CINNAMON & PECAN ROLLS
As I was doing my testing for this recipe, my best friend B reminded me that our high-school maths teacher made the ultimate cinnamon rolls and had given us her recipe in class (I can’t believe that must have been about 8 years ago now). I had a flick through my mound of favourite recipe print outs and photocopies and found a very dirty, 8 year old dough-splattered piece of paper. Yum.
I can’t quite make out where the recipe comes from but it’s dated 1991 which I absolutely love. A golden oldie!
It had notes on it so I know I’ve made it before and slightly adapted it to what worked/didn’t work. I reduced the sugar and the butter in the filling, added pecans and adjusted some of the timings to make these exactly what I had imagined and been craving for the last week.
Can you tell I’ve been a true foodie all my life?
For the dough:
- 630g plain flour
- 1 7g packet of active dry yeast (make sure your yeast isn’t too old – my first batch of dough failed because the yeast I used was over a year old)
- 225ml drinking milk (no need for full fat)
- 75g butter
- 70g sugar
- 1/2 teaspoon salt
- 3 eggs
For the filling:
- 70g butter
- 100g packed brown sugar
- 35g plain flour
- 2 tablespoons ground cinnamon
- 80g chopped toasted pecans (optional)
For the glaze:
- 125g icing sugar
- 2-3 tablespoons light cream
- 1/2 teaspoon vanilla extract
In a large mixing bowl, combine 330g of flour with the yeast and mix. In a small saucepan, melt 75g of butter. When completely melted, add the milk, sugar and salt and heat until it’s just warm (not hot). Add the milk mix and the eggs to the flour and yeast and mix using an electric mixer mixing on low for about 30 seconds. Once combined, whisk on high for a couple of minutes. Then, using a wooden spoon mix in the remaining flour to bring it to a dough.
Turn onto a lightly floured surface and knead for about 3 minutes until the dough is soft. Form into a ball and place in a lightly greased bowl, cover with a clean tea towel and leave to rise for 1 hour in a warm place.
After an hour, the dough should have doubled in size.
For the filling, crumble the butter, sugar, 1 tablespoon of cinnamon and flour together using your fingers until it resembles breadcrumbs. Add your chopped toasted pecans (I like to toast the pecans in a frying pan before to give them more crunch).
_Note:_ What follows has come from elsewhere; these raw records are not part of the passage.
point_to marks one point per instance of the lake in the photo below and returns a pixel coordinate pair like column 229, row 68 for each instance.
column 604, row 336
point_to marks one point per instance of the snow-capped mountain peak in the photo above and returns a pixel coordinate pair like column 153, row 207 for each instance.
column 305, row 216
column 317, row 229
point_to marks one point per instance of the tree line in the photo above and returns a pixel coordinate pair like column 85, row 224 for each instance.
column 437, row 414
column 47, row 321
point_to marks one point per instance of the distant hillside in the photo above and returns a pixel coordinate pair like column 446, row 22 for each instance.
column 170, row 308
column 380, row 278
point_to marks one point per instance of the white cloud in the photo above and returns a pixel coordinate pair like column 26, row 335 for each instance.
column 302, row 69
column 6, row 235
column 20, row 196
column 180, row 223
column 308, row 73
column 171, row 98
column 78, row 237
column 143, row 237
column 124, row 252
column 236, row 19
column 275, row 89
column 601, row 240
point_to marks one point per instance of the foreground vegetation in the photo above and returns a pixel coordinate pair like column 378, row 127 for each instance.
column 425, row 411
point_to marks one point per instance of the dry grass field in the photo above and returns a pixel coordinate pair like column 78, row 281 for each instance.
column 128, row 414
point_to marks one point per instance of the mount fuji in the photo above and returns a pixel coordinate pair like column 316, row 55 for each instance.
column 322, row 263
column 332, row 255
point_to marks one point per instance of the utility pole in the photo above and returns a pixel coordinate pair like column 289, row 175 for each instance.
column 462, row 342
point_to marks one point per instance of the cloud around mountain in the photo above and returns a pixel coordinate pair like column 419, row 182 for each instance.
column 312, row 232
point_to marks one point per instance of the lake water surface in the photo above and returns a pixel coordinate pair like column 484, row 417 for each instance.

Use a rolling pin to roll the dough into a rectangle so the dough is about 1cm thick. Sprinkle the filling on the top and add another sprinkle of cinnamon (about another tablespoon to fill any gaps).
*Make sure to get the filling all the way to the edges unlike this photo below
This baking tray is 30cm x 18cm and it was the perfect size.
Brush the tops lightly with cream and bake at 190°C for 25 – 30 minutes. I covered them with silver foil after 20 minutes to stop the top browning too much.
Once nice and golden, tip out onto a wooden board, mix the glaze ingredients together until you get a drizzling consistency and drizzle over while still hot.
These don’t keep very well so I would really recommend eating them and sharing with friends on the day of. I can assure you that no one will complain about receiving a little bundle of warm cinnamon joy. My tummy wasn’t complaining this morning.